The car market in the United States is well developed. The driver’s age is 16 and up to old age. A car purchase is a troublesome and very costly business. Experts urge either to save up or pay attention to bank proposals for car loans. About half of new cars today are bought with car loan, and its average size has almost reached half of the cost of a new car.
How to plan to get a car loan?
The first thing to think about is the reliability of your earnings, the availability of savings and financial security in general. All experts recommend having a safety bag equal to 6 months of your average monthly spending.
Therefore, first of all, it is worth considering the need to buy a car: can you afford a car right now, is your family in a safe financial situation.
It is also important to think about whether you are taking a car that you cannot afford.
Pay attention to the cost of car, ask your dealership how much it will cost to maintain this car. Many automakers have long understood that the main income is precisely from after-sales service, spare parts and accessories.
Car loan or personal loan
If you are still confident that buying a car is affordable for you, then it is important to consider the type of loan offer.
Banks offering car loans spend huge financial and labor resources in order to calculate the most favorable rates, offer an additional discount on the cost of a car, so car loans for most buyers will be more profitable and simpler car purchase option.

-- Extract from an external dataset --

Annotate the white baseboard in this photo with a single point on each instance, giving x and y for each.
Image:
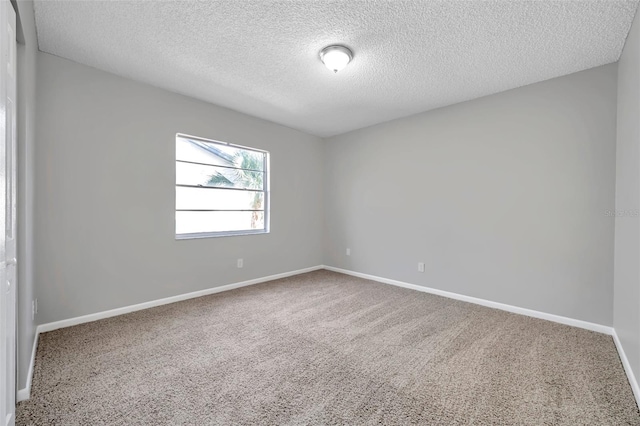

However, if, for example, you have a debit card in a certain bank, there is a deposit there, you have already taken out a loan and always paid on time, the bank can make you a better offer in the form of a consumer loan.
Theoretically, this makes it possible to save money, taking into account the fact that you do not have to pay for insurance, life insurance, etc., besides, the car immediately becomes yours, since it is not a subject of collateral in the bank.
If you do not have a special offer on consumer loan, you will hardly be able to save money. In standard cases, mortgage lending (where there is property that guarantees the payment of the debt to the bank) is always cheaper than consumer loans, and the difference cannot be bridged by refusing insurance.
A lot depends on the client’s solvency, or rather, on how the bank assesses it. If the answer is positive, then the rates on a car loan and on a simple loan are now about the same.
Car loan in the USA – statistics
The average used car loan payment was $ 371 per month. Despite rising interest rates, Americans are buying more new and used cars than ever. Experian’s fourth quarter auto loan analysis shows that the average new car loan is hit an all-time high of $ 31,099, while the average used car loan climbed to an all-time high of $ 19,589.
When you look at how much income you need to cover this payment, it is definitely above your average income. In the fourth quarter, the average monthly new car payment hit an all-time high of $ 515, while the average car loan used reached a record high $ 371 per month. The move away from payments and loans is expanding the trend for consumers to pay more and take longer to pay for the cars and trucks they buy.
According to Experian, on average, Americans are extending new car loans by 69 months. The report shows that the average vehicle lifespan is over 64 months. Consumers are stretching their loans because new car prices have risen more than 10% in the past 5 years. In 2017, the average price paid for a new car was a record $ 35,176. That price has risen from $ 33,532 in 2015 and $ 31,773 in 2013.
One of the reasons people spend more is because they buy more trucks and SUVs that sell for higher prices. Another factor, especially in the past year, is the rise in interest rates.
For buyers with an average credit rating, the rates are higher than a couple of years ago, and this would mean a higher monthly payment. In February, the average interest rate for new funded cars was 5.2%, up from 4.9% a year ago and 4. 4% five years ago.